Two tricks worth stealing: (1) the metadata (doc_id, heading, position) is what makes citations possible later — store it now or regret it; (2) embedding heading + text instead of bare text injects section context into the vector, so a chunk that just says "set this flag to true" still retrieves for queries about the feature its heading names.

Chunk size: start around 250–500 words for technical docs. Smaller for FAQ-like corpora (one Q&A per chunk), larger for narrative prose.
Overlap: 10–20% of chunk size. More than that mostly buys you duplicate retrievals.
Never mix units across the corpus without recording which chunker produced each chunk — you can't A/B what you can't attribute.
Chunking is an eval-set question, not a taste question: re-run retrieval metrics (Lesson 5) for each candidate strategy and let precision@5 decide.

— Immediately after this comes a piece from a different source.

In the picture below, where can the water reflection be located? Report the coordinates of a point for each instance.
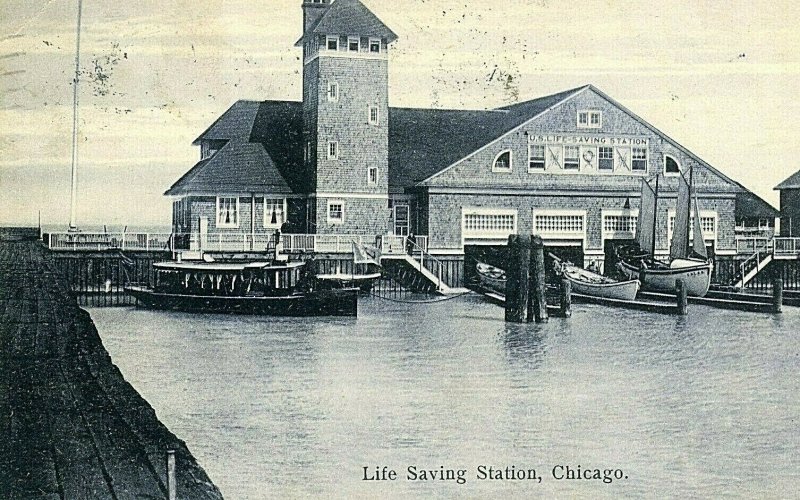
(296, 407)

⚠ Bad chunking cannot be fixed downstream

A reranker can only reorder the chunks that exist. Fusion can only merge rankings of the chunks that exist. If the answer was sliced in half at index time, every downstream stage is optimizing over damaged goods. When RAG quality disappoints, look at the actual chunks first — read twenty of them raw before touching any other dial.

Key takeaways

▸Chunks serve three masters at once: embedding quality, retrieval unit, and grounding evidence.
▸Small chunks embed crisply but lose context; large chunks blur; overlap heals boundary cuts.
▸Structural chunking (headings/paragraphs + size cap) beats naive fixed-size on formatted docs.
▸Store doc_id, heading path, and position with every chunk — citations depend on it.
▸Chunking mistakes are unrecoverable downstream; choose by measured retrieval metrics, not vibes.